Я представил себе Лойзо Кулиха с его яйцевидной головой и толстым носищем, да еще с этой отвратной пастью, которой он на меня почти каждый день скалится. Смеется надо мной и всегда мне кричит: «Мышка, поди сюда!» А иногда; «Ну что, грызун?! Покажи мне зубки!» Он вечно смеется надо мной и над моими большими зубами, хотя о его-то яйцевидной башке и уродливом носе можно было бы наверняка сказать что-нибудь и похлеще.
— Думаешь, это правда он?
— Точно он. Ага, погляди, вон он! — Она опять указала на окно. — Ведь его и в темноте узнаешь. Окна-то я нарочно не заклеила, потому что люблю свет и думала, может, Имришко придет.
— Правда, это Кулих?
— Правда! Видишь же.
Похоже, это в самом деле он. Уже узнаю его по яйцевидной башке. Смело сажусь, даже выпрямляюсь и вытягиваю шею, ведь я все-таки рядом с Вильмой, а Кулих за окном во дворе. — Ну что, старый носатик? — кричу на него. — Думаешь, я твою яйчатую башку не узнаю? Вынюхиваешь тут, хочешь что стибрить? Ну заходи, заходи, поганец носатый. Тресну тебя по этому дурацкому огурцу, сверну твою сопелку…
Мы с Вильмой стали громко смеяться, и Кулих исчез.

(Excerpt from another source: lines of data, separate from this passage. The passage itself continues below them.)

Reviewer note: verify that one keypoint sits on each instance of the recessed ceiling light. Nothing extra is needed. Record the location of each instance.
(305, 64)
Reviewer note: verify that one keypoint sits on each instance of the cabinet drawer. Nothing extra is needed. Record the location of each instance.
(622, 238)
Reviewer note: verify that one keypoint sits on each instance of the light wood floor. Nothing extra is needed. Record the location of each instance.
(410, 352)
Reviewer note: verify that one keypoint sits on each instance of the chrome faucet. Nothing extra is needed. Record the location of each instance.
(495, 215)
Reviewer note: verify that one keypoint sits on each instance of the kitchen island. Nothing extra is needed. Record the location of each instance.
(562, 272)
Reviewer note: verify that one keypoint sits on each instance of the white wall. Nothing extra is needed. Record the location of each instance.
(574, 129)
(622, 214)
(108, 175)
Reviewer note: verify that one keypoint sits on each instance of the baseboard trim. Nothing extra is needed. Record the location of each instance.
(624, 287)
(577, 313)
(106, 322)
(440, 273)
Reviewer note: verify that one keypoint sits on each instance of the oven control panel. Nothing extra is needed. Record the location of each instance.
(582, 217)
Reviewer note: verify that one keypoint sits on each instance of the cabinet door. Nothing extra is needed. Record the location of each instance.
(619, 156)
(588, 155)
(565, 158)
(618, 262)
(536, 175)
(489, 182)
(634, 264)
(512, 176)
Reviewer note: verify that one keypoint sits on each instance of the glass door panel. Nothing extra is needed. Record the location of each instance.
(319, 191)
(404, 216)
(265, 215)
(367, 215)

Когда я утром проснулся, Вильма, уже одетая, улыбается мне и говорит: — Знаешь что? Не говори о Кулихе никому. Даже дома. Ведь он неплохой, только немного чудной. Если мы кому-нибудь скажем, застыдят его. А мы же не сплетники, Рудко, правда? Захотим — и сами справимся. По крайности было у нас над чем посмеяться.
1
Цыгану день ото дня становится хуже. Он весь горит, хотя для него раздобыли уйму лекарств и он их все уже проглотил. Нога у него угрожающе вздулась, и теперь всем ясно, что ее надо было отрезать, давно уже надо было отрезать, но кому было это делать? Многие нашептывают друг другу, что цыгану уже ни черта не поможет, продержится он еще эдак с неделю, и все это время придется ему уже только с самим собой. Некоторые жалеют его, ибо его еще любят, но воевать многие уже потеряли терпение, злятся на него и ворчат, что никому от него нет покоя — день и ночь хрипит, вздыхает, балаболит, поет, завывает и тут же вслед безумно гогочет. А то вдруг сядет или лишь подымет руку да начнет кидаться на своем лежаке и, размахивая как бы в такт рукой, кричит: — Ух, ух! Ух, ух! Ну давай, давай, ух, ух!